Institute for Peace and Conflict Resolution Nigeria

Agency overview
- Formed: 2000
- Jurisdiction: Federal Government of Nigeria
- Headquarters: Plot 496, Abogo Largema Street, off Constitution Avenue, CBD, Abuja;
- Minister responsible: Yusuf Tuggar;
- Agency executives: Sunusi Musa, SAN, Chairman; Dr Joseph Ochogwu, Director General;
- Website: https://ipcr.gov.ng/

= Institute for Peace and Conflict Resolution Nigeria =

Body responsible for promoting peace and preventing conflict

The Institute for Peace and Conflict Resolution (IPCR Nigeria) is a Nigerian government agency under the Federal Ministry of Foreign Affairs, established in February 2000 to promote peace, conflict prevention, and resolution across Nigeria and the African continent. It serves as a national think tank and policy advisory body on peacebuilding, conflict management, and democratic governance.

==History==
IPCR was originally created under the Ministry of Cooperation and Integration in Africa but was later repositioned under the Ministry of Foreign Affairs to align its mandate with Nigeria’s foreign policy and regional peace efforts. Its establishment was part of Nigeria’s broader strategy to institutionalize peacebuilding and conflict resolution mechanisms in response to internal and regional conflicts.

==Mandate and objectives==

The institute’s core objectives include:
- Conducting research on peace and conflict issues
- Advising government and stakeholders on policy options
- Building capacity for peacebuilding and conflict resolution
- Facilitating dialogue and reconciliation in conflict-prone areas
- Promoting a culture of peace through education and advocacy

==Activities==

IPCR engages in a wide range of activities, such as:
- Research and Publications: Producing policy briefs, reports, and academic studies on peace and conflict dynamics.
- Training and Capacity Building: Organizing workshops and seminars for civil society, security agencies, and government officials.
- Direct Interventions: Mediating in communal, ethnic, and political conflicts across Nigeria.
- Advocacy and Outreach: Promoting peace education and public awareness campaigns.

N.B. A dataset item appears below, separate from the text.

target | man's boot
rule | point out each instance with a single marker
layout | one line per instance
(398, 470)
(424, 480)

==National, regional and international engagement==
IPCR has participated in peacebuilding initiatives across West Africa and the Sahel, including collaborations with ECOWAS, the African Union, and the United Nations. It has also hosted international conferences and partnered with global institutions on research and training.

In December 2025, IPCR Nigeria partnered with global peace ambassador Zubairu Dalhatu Malami to launch a multi‑stakeholder initiative to promote peace, unity, and community resilience across the 19 Northern States in Nigeria and the FCT, titled 2026 Northern Nigeria Peace Campaign. The campaign was coordinated by the Africa Peace Reform Initiative (APRI) in partnership with the Global Peace Chain, AUDA‑NEPAD Nigeria, and Zamkah Technologies Limited.

==Headquarters==
The institute is headquartered in Abuja, Nigeria’s capital, and operates through zonal offices across Nigeria’s six geopolitical regions.

==Leadership==
The institute is led by a director-general appointed by the president of Nigeria. The leadership team includes directors of research, training, and outreach, supported by multidisciplinary staff.